Pourquoi cette différence ? Parce que cette chasse utilise le fusil (qui est sélectif par nature) et intègre la gestion adaptative : les chasseurs doivent enregistrer leurs prélèvements en temps réel sur l'application mobile ChassAdapt, et des quotas stricts (PMA) sont bloqués dès que la science dit que l'espèce est menacée.


En résumé, l'Union européenne a fourni les armes juridiques aux écologistes, et le Conseil d'État s'en sert pour contraindre la France à abandonner ses tolérances historiques. Pour les chasseurs, la seule issue légale validée par le juge est désormais la transition vers une chasse moderne, connectée et strictement contingentée.


L'Europe s'est invité dans le monde de la chasse, créant cet imbroglio juridique politique qui détruit lentement mais surement nos passions culturelles de nos campagnes.

Comme disait ma grands mère, mamie Odette :"Tout change,et ce que l'on a connu, on ne le revivra plus", et j'ai bien peur que le monde de la chasse n'échappera pas à cet adage.

Qu'en pensez vous ?

Merci de commenter, votre avis est important...

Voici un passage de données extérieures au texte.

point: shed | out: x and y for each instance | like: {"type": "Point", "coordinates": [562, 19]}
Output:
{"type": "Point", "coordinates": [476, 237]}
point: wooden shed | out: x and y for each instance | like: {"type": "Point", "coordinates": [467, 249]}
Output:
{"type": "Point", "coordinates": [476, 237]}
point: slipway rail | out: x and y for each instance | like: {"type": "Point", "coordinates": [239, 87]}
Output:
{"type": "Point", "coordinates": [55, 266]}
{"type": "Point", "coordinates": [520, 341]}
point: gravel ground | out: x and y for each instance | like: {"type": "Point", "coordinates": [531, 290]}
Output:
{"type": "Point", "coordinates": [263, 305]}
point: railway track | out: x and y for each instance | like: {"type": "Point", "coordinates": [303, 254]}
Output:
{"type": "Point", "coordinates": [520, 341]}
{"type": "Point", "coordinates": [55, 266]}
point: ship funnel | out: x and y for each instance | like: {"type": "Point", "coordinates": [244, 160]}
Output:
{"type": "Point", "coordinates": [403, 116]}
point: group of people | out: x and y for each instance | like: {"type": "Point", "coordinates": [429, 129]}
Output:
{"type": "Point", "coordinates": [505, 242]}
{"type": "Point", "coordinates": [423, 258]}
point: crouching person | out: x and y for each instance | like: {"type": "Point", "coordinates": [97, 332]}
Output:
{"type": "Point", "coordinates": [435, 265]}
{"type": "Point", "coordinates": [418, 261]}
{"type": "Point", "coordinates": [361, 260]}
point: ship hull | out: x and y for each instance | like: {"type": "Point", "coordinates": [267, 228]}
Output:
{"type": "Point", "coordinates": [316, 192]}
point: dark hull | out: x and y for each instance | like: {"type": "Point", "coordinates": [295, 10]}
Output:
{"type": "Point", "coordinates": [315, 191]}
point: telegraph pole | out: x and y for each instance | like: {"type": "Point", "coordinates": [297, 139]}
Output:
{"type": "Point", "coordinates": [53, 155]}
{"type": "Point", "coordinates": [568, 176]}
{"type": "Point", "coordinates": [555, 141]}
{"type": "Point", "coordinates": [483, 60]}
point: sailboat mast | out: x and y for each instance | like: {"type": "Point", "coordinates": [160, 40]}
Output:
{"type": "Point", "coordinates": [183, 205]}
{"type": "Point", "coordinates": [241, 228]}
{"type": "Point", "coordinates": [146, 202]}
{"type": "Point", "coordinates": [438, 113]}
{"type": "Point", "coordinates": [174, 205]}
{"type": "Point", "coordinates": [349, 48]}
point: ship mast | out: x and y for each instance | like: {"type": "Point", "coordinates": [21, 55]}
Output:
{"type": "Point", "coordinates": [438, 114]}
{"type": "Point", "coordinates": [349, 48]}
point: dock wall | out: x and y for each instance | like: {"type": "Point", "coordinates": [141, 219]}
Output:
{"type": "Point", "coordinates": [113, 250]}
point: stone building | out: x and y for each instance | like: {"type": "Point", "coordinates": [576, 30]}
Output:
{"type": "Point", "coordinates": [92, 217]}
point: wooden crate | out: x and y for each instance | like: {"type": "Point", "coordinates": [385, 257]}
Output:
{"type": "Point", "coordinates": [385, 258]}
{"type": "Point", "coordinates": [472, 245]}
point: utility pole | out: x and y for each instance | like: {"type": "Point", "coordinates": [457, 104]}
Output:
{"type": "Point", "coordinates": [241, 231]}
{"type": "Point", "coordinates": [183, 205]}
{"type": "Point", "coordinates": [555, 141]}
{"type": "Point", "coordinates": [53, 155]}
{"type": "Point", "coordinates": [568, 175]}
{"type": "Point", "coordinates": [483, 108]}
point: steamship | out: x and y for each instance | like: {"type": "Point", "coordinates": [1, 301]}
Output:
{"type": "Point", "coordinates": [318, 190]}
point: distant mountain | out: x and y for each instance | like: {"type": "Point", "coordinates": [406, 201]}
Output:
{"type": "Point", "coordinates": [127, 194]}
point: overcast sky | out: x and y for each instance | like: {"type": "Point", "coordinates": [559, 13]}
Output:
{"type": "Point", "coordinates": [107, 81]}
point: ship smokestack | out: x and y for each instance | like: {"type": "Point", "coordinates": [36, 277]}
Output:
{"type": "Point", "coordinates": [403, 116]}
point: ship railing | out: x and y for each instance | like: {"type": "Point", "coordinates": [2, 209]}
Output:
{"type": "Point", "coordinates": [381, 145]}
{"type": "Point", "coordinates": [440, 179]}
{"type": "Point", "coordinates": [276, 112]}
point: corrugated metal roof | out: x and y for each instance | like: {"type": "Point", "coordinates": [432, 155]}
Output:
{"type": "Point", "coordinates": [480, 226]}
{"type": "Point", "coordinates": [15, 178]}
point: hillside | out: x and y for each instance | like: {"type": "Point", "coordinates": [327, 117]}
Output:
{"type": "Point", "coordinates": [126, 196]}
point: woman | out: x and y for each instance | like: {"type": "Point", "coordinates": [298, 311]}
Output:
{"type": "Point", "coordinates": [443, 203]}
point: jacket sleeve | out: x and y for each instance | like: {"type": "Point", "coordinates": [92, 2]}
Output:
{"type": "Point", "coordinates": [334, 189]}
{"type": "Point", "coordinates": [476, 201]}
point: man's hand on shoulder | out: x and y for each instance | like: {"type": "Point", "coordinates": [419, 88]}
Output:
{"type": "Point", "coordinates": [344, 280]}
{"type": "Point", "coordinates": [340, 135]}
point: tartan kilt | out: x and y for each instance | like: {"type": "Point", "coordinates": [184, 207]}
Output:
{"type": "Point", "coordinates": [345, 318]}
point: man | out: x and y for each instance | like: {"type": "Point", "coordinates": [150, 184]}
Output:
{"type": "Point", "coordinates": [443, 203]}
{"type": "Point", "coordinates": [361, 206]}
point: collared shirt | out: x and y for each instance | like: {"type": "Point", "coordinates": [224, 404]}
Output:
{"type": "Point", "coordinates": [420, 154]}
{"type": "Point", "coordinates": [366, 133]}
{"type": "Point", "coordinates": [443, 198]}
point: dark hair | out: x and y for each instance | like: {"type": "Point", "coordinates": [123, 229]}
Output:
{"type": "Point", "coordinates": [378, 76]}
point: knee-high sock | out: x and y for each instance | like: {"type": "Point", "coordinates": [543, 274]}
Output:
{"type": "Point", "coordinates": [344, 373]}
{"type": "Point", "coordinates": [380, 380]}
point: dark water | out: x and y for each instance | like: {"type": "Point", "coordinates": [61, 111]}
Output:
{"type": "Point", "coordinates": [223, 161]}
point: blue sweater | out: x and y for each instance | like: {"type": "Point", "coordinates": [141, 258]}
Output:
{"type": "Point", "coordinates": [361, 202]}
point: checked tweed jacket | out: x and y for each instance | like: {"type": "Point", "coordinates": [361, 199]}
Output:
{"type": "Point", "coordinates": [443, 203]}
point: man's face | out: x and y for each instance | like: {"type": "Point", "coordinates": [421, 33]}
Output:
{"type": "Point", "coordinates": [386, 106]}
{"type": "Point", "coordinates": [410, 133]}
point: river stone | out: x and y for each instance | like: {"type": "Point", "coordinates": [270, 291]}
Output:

En espérant que cet article sur : "Pourquoi les écologistes sont s'y farouchement opposés aux chasses traditionnelles en France et Quels arguments avancent les chasseurs et les défenseurs des traditions pour maintenir nos chasses" vous éclaire sur la situation de précarité que vivent les chasses traditionnelles en France actuellement. Si c'est chasses disparaissent à courte échéance et bien nous aurons perdu une partie de notre culture civilisationnelle et une petite partie de notre histoire rurale.